NPM Pod in CrashLoop.

Previous logs of the crashed NPM Pod look like:

E0904 18:22:41.928737       1 ipsetmanager_linux.go:131] failed to destroy all ipsets (prometheus metrics may be off now). destroyFailureCount 824637563208. err: Operation [RunCommandWithFile] failed with error code [999], full cmd [], full error after 5 tries, failed to run command [ipset restore] with error: error running command [ipset restore] with err [exit status 1] and stdErr [ipset v7.5: Error in line 1: Set cannot be destroyed: it is in use by a kernel component
]
E0904 18:22:41.928766       1 dataplane.go:108] Failed to reset dataplane: Operation [BootupDataplane] failed with error code [999], full cmd [], full error failed to reset ipsets dataplane: error while resetting ipsetmanager: failed to run ipset restore while destroying all for resetting IPSets: Operation [RunCommandWithFile] failed with error code [999], full cmd [], full error after 5 tries, failed to run command [ipset restore] with error: error running command [ipset restore] with err [exit status 1] and stdErr [ipset v7.5: Error in line 1: Set cannot be destroyed: it is in use by a kernel component

Mitigation

Cause

There is a known issue in ipset where it leaks references. Leaked references occur when there are no iptables rules referencing the ipset and the ipset is not a member of any list ipset, yet the ipset thinks it has references.

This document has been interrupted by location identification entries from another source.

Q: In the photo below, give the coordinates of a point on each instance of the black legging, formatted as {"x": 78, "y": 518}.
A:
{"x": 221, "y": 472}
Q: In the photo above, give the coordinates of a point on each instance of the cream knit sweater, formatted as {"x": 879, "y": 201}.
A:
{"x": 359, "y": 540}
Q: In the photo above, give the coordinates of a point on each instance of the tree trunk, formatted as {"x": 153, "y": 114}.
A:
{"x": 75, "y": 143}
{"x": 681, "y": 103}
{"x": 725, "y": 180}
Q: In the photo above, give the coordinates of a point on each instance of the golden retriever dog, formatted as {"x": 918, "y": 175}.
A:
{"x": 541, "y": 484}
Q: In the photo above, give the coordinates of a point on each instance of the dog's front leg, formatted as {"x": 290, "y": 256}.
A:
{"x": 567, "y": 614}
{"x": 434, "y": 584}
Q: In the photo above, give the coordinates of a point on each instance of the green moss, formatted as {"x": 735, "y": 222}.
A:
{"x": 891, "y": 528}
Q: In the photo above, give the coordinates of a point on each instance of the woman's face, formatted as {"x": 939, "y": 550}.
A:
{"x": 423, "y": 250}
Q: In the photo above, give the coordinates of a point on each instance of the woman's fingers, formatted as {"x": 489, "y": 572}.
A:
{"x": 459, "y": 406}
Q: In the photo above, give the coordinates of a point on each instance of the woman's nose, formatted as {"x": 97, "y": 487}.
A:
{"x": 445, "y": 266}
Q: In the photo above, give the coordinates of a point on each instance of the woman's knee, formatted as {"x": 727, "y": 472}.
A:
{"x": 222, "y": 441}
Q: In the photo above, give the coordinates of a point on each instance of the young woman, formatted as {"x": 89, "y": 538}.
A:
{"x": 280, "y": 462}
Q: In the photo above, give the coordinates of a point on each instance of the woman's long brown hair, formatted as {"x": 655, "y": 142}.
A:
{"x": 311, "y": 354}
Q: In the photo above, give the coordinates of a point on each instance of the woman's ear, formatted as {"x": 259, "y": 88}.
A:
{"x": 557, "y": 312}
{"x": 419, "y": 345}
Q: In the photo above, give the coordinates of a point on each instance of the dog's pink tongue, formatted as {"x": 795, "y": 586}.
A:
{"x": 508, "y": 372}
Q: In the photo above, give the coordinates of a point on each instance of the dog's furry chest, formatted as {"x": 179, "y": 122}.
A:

Azure NPM resets its ipset state (deleting all IPSets) when the NPM Pod boots up. During this time, NPM detects which IPSets have leaked references, and it ignores such ipsets and deletes all other NPM IPSets. However, due to a bug in NPM code, NPM will only ignore the first 11 NPM IPSets with leaked references. Due to retry logic, if there are 16 or more leaked IPSets, then NPM will enter a CrashLoop.

Code

https://github.com/Azure/azure-container-networking/blob/ff46b571440c1a25b2d0dcec5e2a4dcf7dcb8374/npm/pkg/dataplane/ipsets/ipsetmanager_linux.go#L231

https://github.com/Azure/azure-container-networking/blob/ff46b571440c1a25b2d0dcec5e2a4dcf7dcb8374/npm/pkg/dataplane/ipsets/ipsetmanager_linux.go#L842-L855

https://github.com/Azure/azure-container-networking/blob/ff46b571440c1a25b2d0dcec5e2a4dcf7dcb8374/npm/pkg/dataplane/ipsets/ipsetmanager_linux.go#L24

huntergregory commented 1 week ago

must be backported, then included in a future release. TBD